If you are a retail investor, you most likely buying on speculation or as a hedge. I am going to quote Preet in his excellent post about leveraged ETF’s describingthe difference between the two concepts.

“Hedging is the complete opposite of Speculation. Another way to put it is that speculation is the taking on of risk in the hopes of a higher reward, and hedging is the elimination of risk and the elimination of higher potential rewards. The two are diametrically opposed.”

I have no issues with speculation as long as one can handle the downside risk of losing your own money (institutional investors speculate too- just mostly with other people’s money) and if one is absolutely positive that the market is going one way or another in the short term. If this applies then this may be a convenient product to achieve one’s goal of speculating on the market. As a hedging tool, it tends to be, as Preet noted, a good tool in small doses and for short peroids of time (as explained below).

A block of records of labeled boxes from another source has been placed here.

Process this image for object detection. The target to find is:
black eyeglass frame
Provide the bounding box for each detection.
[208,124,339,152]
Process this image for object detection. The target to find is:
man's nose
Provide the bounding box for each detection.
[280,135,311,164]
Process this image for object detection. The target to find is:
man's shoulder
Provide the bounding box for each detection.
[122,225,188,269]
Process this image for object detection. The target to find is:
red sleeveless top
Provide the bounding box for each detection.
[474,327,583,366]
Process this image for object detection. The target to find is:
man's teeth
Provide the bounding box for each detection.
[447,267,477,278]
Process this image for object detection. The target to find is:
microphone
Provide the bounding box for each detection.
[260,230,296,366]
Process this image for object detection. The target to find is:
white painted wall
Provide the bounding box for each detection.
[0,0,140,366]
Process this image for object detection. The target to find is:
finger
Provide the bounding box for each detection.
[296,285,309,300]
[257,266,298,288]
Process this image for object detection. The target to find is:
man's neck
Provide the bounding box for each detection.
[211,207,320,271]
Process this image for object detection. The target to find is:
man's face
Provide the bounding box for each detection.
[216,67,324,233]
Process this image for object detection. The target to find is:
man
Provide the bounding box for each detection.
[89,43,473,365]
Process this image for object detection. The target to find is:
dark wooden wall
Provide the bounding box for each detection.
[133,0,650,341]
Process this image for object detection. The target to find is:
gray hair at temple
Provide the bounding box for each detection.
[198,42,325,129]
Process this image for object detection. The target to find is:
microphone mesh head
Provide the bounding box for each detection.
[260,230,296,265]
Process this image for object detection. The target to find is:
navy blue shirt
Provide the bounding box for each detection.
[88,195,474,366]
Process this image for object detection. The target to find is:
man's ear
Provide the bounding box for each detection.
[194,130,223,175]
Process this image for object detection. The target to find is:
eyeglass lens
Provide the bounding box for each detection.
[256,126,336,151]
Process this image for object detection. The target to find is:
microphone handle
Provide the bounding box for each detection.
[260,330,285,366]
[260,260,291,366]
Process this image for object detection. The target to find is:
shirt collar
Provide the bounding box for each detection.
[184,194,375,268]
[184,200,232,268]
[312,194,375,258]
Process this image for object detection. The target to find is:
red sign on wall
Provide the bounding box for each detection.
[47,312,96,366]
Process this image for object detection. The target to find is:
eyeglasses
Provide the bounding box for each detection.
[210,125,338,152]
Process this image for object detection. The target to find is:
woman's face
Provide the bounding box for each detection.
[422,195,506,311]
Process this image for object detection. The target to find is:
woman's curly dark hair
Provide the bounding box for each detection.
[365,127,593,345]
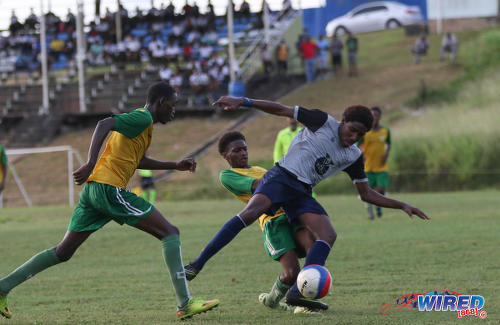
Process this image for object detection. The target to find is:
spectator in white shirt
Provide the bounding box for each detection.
[441,32,458,61]
[165,40,181,63]
[189,69,210,95]
[169,66,184,94]
[159,66,174,81]
[148,36,165,64]
[199,43,214,60]
[125,36,141,62]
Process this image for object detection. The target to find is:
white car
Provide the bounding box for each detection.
[325,1,423,36]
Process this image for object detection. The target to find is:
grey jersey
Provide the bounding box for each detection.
[278,106,368,186]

As long as one understands this, a leveraged ETF can be an effective tool.

LEVERAGED ETF’s WHAT IS THE DOWNSIDE RISK?

There are many disadvantages to leveraged ETF’s but I wanted to concentrate on one known as the Constant Leverage Trap: Over time, constant leveraging in volatile markets diminishes returns. I am going to let some professors explain this concept on their research on leveraged ETFs quoting their example of the constant leverage trap:

Assume you invest $100 in both a market index and a 2x leveraged ETF. The index falls 10 percent, and thus the leveraged ETF falls 20 percent. The next day the index increases by 20 percent and the leveraged ETF increases by 40 percent. Your portfolio value in the index falls to $90, and then increases to $108, for a gain of 8 percent. Note the average return is 5 percent each day, yet your portfolio only averages 4 percent each day. This is the compounding problem. In the leveraged ETF, your portfolio value falls to $80, but only increases back to $112, for a gain of 12 percent. Instead of averaging 10 percent each day, your portfolio only averages 6 percent each day. The leverage ratio for each day is two, but over the two days is only 1.5 (12 percent divided by 8 percent). Thus, the compounding problem is magnified by the use of constant leverage.

In plain English, this means the ETF can consistently maintain its stated exposure/leverage position BUT CANNOT DELIVER YOU THE SAME RETURNS AS ITS EXPOSURE OVER A PERIOD OF TIME.

In other words, don’t assume you are receiving the same level of return as its exposure.  In fact, over time, returns will be less than the exposure.

The implications of this are manifold:

  1. Definitely not for someone with a buy and hold strategy;
  2. A product that optimally performs when there are long to medium terms trends and not in a volatile market;
  3. Its usefulness as a hedge declines over time;
  4. A useful product for short-term hedging rather than profit-seeking.

…I would be remiss if I did not point out the following. Good investors are good historians. Recent history shows that sophisticated financial products aimed at the wrong end-user combined in faith in financial wizardry tends to end badly.

If you are a long time reader of this blog, you notice that I tend not to be an early adopter of financial trends. I like to see how the dust settles before writing about something new. Thus, while I do not dispute the utility of this product in the right hands, I fear for some retail investors that this is nothing more than a stroll down memory lane, substituting the names of some recent structured financial products like ABCP or PPN with leveraged ETFs.